- DVD cover
- Directed by: Ralph Arend
- Screenplay by: Ralph Arend
- Produced by: Ralph Arend; Erika Hampson; Richard Tanne; Noah Barrow;
- Starring: Richard Tanne; Kristen Connolly; Cody Horn; Geoffrey Arend; Larry Fessenden; Noah Barrow; Kathryn Erbe;
- Cinematography: Vincent Peone
- Edited by: Joe Lindquist
- Music by: Mike Fiore
- Distributed by: Level 33 Entertainment
- Release date: November 4, 2014;
- Country: United States
- Language: English

= Worst Friends (2014 film) =

Worst Friends is an American comedy film, written, produced and directed by Ralph Arend and starring Richard Tanne, Noah Barrow, Kristen Connolly, and Cody Horn, with Larry Fessenden, Geoffrey Arend, and Kathryn Erbe. It was released on November 4, 2014.

==Plot==
Worst Friends has been described as a dark Indie comedy. The film is set in an unnamed New Jersey suburb and focuses around a number of key characters. The film opens explaining the close but troubled friendship of two young boys.

It explores the role of friendships when a traumatic incident takes place and how there can be a fine line between help and dependence. Jake (Richard Tanne) is a young man suffering traumatic injuries after he is hit by a car. He turns to his childhood friend Sam (Noah Barrow) for support and to help him recover.

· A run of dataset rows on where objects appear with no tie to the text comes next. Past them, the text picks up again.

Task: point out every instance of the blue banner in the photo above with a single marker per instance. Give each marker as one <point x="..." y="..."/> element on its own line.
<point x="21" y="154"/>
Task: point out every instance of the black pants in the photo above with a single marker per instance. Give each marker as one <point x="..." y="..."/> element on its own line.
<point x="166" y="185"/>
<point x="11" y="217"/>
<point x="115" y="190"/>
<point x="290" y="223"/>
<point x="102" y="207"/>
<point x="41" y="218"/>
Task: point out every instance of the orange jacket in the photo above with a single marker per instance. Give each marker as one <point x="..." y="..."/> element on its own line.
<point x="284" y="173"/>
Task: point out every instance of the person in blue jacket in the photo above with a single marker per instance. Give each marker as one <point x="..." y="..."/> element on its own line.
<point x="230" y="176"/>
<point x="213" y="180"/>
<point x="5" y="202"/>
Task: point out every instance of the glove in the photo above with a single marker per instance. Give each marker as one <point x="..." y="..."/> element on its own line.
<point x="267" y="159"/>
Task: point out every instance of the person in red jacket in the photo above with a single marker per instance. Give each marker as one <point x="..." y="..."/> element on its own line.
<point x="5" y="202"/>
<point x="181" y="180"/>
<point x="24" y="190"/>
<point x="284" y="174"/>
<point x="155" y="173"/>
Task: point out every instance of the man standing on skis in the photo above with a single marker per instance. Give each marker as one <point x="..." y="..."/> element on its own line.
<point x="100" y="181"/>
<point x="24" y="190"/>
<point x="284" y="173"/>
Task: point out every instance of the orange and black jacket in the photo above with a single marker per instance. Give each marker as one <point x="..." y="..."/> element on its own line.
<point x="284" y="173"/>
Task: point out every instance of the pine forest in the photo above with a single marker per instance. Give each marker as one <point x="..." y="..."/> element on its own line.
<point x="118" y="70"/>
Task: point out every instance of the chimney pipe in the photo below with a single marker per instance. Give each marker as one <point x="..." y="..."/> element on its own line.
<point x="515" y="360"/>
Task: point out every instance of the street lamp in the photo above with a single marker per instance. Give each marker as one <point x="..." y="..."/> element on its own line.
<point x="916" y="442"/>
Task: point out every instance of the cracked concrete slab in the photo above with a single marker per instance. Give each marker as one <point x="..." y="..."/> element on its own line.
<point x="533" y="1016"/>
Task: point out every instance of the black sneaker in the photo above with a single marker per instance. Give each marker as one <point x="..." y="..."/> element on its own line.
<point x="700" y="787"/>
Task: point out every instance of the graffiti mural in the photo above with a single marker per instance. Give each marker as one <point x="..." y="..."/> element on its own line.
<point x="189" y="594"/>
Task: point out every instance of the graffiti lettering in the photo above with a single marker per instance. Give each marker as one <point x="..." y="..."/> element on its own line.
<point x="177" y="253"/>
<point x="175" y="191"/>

A physical therapist (Cody Horn) is enlisted and begins to help Sam with Jake's recovery. Sam and Jake's friendship takes a turn for the worse when Sam's childhood sweetheart, Zoe (Kristen Connolly), returns to town. Her presence becomes a true test of Sam and Jake's friendship.

==Production==
The concept of the plot was taken from Richard Tanne's own experiences in 2010. While recovering from an injury in his home state of New Jersey, Tanne reconnected with filmmakers Ralph Arend and Noah Barrow and the idea generated traction over the coming weeks.

On July 28, 2010, the producers launched a Kickstarter campaign aiming to make $11,000 to fund the film. By August 11, 2010, the campaign had raised over $17,000.

Following the online premiere of the trailer, it was announced by Deadline that Level 33 Entertainment would be distributing the film across North America.

The film was then released on November 4, 2014 through video on-demand and DVD.

==Reception==
The film received mainly positive reviews following its launch in 2014.

In its review, Yes! Weekly described the film as a “loose, likeable comedy” with a “fun cast.” Actor Larry Fessenden was singled out for “amusingly channeling Jack Nicholson.”

Videoviews.org awarded the film 3 1/2 out of 5 stars and wrote, "Worst Friends is a simple story but the acting and well-written dialogue take it up a notch."

Spectrum Culture reviewed the film in 2014, stating the film covered the harsh realities of some friendships and praised the film’s opening for its effective storytelling, but ultimately only awarded the film 2 out of 5 stars.